Distilled water to 100 ml.
Important Notes:
Note that the brown color of the diluted blood is due to the formation of acid hematin by the action of acetic acid on the Hb released from the ruptured red cells. However, hemolysis and formation of acid hematin does not interfere with the counting of leukocytes.
Calculation of white cell count
The total number of white cells/c.mm = n/4 X 10 X 20
The total number of red cells/c.mm = n X 50
(n) is the number of white cells found in 4 corner squares.
(10) is volume factor
(20) is diluent factor
Normal White Cell Count
Males = 4,000 to 11,000/ mm3of blood.
Females = 4.5 million/mm3 (4.0 – 5.5 million/mm3).
Tests for Hemostasis (process of stoppage of bleeding)
1. Platelet count.2. Bleeding time (BT).
3. Ivy bleeding time (hemostasis bleeding time).
4. Capillary fragility test of Hess (tourniquet test).
5. Clotting time (CT).
6. Clot retraction time (CRT).
7. Clot lysis time.
8. Prothrombin time.
Platelet Count
Principle
Whole blood is diluted with a 1% ammonium oxalate solution.
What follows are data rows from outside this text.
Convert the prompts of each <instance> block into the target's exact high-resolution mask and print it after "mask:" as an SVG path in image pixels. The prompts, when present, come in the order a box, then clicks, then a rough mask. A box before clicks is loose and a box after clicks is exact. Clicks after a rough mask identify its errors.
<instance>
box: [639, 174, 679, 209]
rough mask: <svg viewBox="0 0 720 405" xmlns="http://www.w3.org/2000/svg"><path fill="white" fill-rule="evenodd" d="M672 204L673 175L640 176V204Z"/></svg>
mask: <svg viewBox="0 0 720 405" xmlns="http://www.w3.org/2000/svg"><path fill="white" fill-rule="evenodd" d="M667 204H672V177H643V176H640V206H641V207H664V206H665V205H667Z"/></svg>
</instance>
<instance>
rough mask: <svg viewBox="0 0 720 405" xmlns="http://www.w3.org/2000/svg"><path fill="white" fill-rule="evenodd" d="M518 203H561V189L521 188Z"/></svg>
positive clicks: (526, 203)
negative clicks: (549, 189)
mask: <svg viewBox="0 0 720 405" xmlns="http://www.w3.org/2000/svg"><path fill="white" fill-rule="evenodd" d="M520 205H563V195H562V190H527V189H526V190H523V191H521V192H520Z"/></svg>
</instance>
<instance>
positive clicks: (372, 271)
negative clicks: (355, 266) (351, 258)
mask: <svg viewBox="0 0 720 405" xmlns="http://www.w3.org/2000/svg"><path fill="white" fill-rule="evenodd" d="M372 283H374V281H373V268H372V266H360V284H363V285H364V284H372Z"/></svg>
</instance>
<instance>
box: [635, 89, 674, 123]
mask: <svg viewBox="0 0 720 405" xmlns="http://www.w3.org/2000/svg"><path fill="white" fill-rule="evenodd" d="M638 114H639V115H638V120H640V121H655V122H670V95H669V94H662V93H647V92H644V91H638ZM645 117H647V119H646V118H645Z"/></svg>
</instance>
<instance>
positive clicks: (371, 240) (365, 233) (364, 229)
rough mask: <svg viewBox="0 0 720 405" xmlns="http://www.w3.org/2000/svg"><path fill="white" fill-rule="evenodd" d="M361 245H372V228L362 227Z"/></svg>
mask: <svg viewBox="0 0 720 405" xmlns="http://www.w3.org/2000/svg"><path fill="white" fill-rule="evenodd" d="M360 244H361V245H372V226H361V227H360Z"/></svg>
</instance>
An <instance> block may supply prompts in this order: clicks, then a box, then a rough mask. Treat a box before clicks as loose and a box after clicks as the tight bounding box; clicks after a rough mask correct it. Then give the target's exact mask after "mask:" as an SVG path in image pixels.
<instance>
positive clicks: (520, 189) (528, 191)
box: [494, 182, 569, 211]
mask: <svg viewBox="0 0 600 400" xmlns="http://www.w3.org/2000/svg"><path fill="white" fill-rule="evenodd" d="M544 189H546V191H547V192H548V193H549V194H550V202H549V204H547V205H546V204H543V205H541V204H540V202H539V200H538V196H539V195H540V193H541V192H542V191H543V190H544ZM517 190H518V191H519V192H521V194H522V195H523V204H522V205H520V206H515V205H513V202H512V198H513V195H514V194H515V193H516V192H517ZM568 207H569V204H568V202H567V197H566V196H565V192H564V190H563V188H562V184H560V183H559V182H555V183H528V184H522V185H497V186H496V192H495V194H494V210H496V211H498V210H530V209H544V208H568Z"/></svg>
The isotonic balance of the
diluent is such that all erythrocytes are lysed while the leukocytes, platelets remain intact.
Apparatus and Materials
1. RBC pipette: It should be clean and dry and the bead should roll freely.
2. Improved Neubauer chamber with coverslip. These should be clean and dust free.
3. Microscope.
4. Disposable blood lancet/pricking needle.
• Sterile cotton/gauze swabs.
• 70% alcohol.
1% ammonium oxalate: This fluid destroys red cells but preserves platelets; it also acts as an anticoagulant.
Procedure:
1. Get a finger- prick and draw blood up to the mark 1.0. Suck the diluting fluid to the mark 101.
2. Mix the contents thoroughly and wait for 20 minutes. The red cells will be hemolyzed, leaving only the platelets. Mix the contents once again and charge the chamber on both sides.
Place the charged chamber on wet filter paper and cover it with a petri dish to avoid evaporation.
Focus the RBC square; adjust till you see the platelets – which appear as small, round or oval structures lying separately, highly refractile bodies with a silvery appearance. Rack then microscope continuously and count the platelets in all 25 small squares at the center square.
Calculation of platelets count
Total number of platelets = n x 100 x 10
n = number of counted platelets
100 = diluent factor
10 = volume factor
Normal platelet count = 250,000 - 500,000/mm3
Bleeding time (BT)
Bleeding Time (BT) is the time interval between the skin puncture and spontaneous, unassisted (i.e. without pressure) stoppage of bleeding. The BT test is an in vitro test to estimate platelets function.
[I] “Duke” Bleeding time (finger-tip; ear-lobe)
Principle
• Since the skin of the fingertip is quite thick in some persons, a small cut in the skin of the earlobe with the corner edge of a sterile blade gives better results. The earlobe method is the original “Duke” method for BT.
• Ask your partner to fill the capillary tube with blood from the same skin puncture from where you are doing the BT.